Getting back: “You could be, if you wanted,” she had said to me.

“No, I don’t think so,” I had replied, which then immediately sent me contemplating and then almost immediately giving up on, how I might communicate to her the theoretical concepts of Darwinism, vis-a-vis the absolute finality of the fully-formed born-being versus the pre-natal, mutated-gene, ’jump’ forward (though not technically forward, just different). _I don’t think so _I alternately grunted, scratched, and hand-signaled to myself—inside (and becoming distracted). Which led again to the question of being: animal _versus_ human; denial of the physical, the question of libido… which again—you see I’d heard all this before, not the exact wording; same discussion—had, this time, brought up the term _kundalini _and the almost instant retort: _oh, bullshit… you wouldn’t know a kundalini if one un-sprung and bit you on the tailbone…_ 

Whatever… I AM what I am, just pass me a banana…    

And finally, speaking of food: “Well then… isn’t it about getting towards lunch-time?”
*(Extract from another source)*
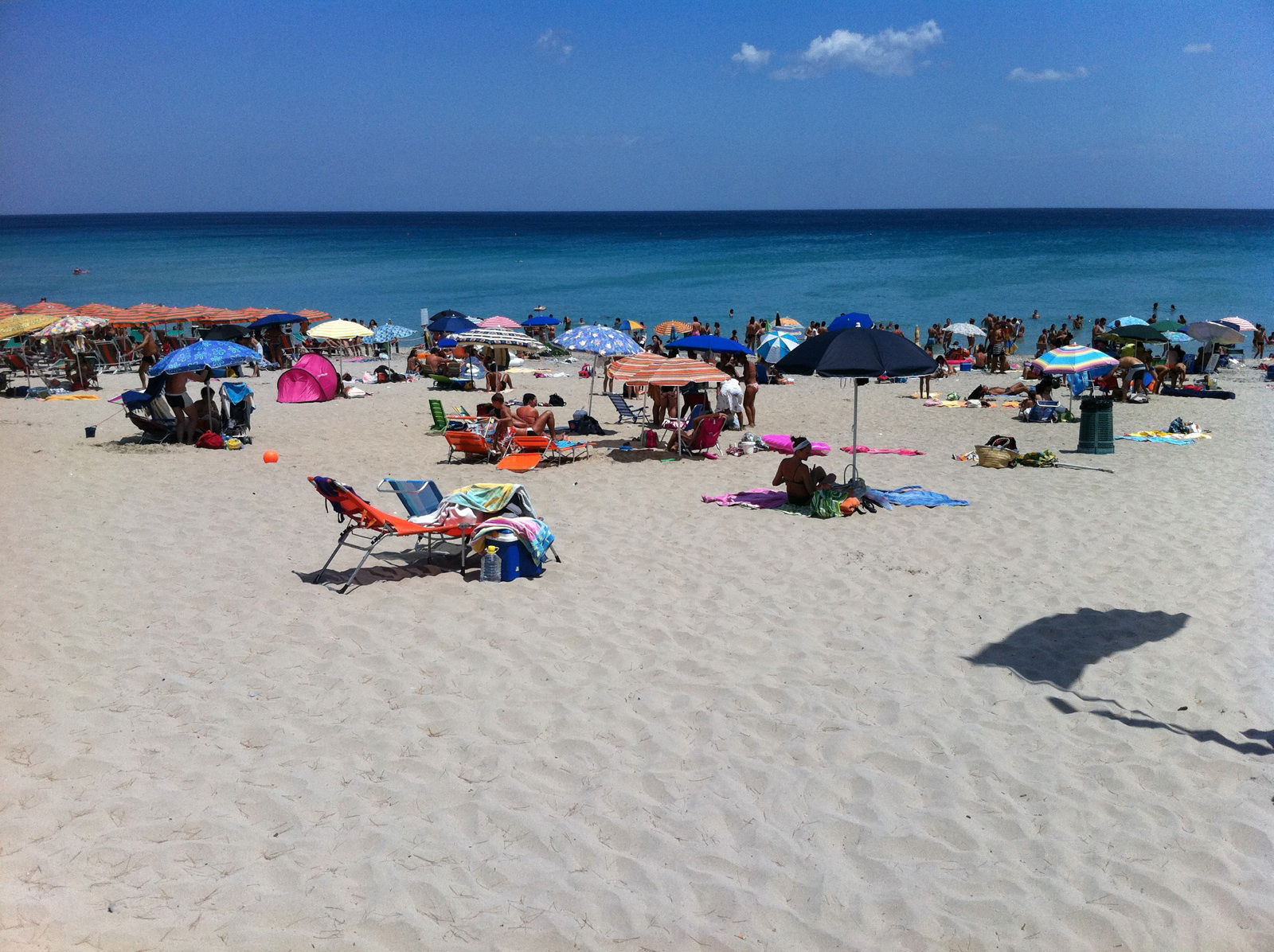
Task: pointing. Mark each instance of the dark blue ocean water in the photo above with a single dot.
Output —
(911, 266)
“Yes, I could eat,” she had replied, having been spared all of that.

I, myself, feeling saved by the lunch-bell (at least there was that)… and then my stomach had begun gurgling. So… there is that inter-connectedness, I will grant. The rest? _Poppycock…interminable poppycock…_

Lunch, by the way, would be a success, 

As had been our previous evening’s repast.
( a different thing here…) 

We had found, although direct dead center of tourist row, a tapas bar (targeted for the tourists, yes, I know…) with passable product, barely, but with a more-than-passable pianist—in fact quite agreeable—who played the standards (going back to the twenties; coincidences, hmm?) and who had engaged us in some pleasant conversation between performances. 

The place was not full, but there were a few customers: other couples, groups of four, and very soon, by observing the pianist’s conversation with them, we saw that we were among locals (it being a Monday, I supposed). We are capable of blending, as we have _done_ on other trips, and my wife is very charming, almost  invariably, instantly well liked, even if I am more of the ‘dud’. 

I say this, the blending,  because the piano player (pianist, is that too formal?) asked of us our origins, somehow mistaking us for locals. Perhaps this was just flattery. This is California, mind you, and no one is original, but I still thought this odd, in any case… she went on to relate that a ‘new breed (demographic)’ of younger, wealthier, as opposed to the prior, typical, retirement-age migrant/settler, was becoming prevalent. My wife dresses well, if not wealthy, and Ojai is not cheap. We shared in our wonderment at how they, said newcomers, could afford it at such an early age.  

She shared some of her previous life: born in Brooklyn (or was it Queens?), moved to the West Coast in the early seventies; marriage, career, family, empty nest, and then widowhood. 

Retired, she had come to Ojai, where she had rediscovered the piano in her seventies, and started playing the local spots, going from one to another as they went in and out of business. “Happy times; friendly people…” And we were entertained.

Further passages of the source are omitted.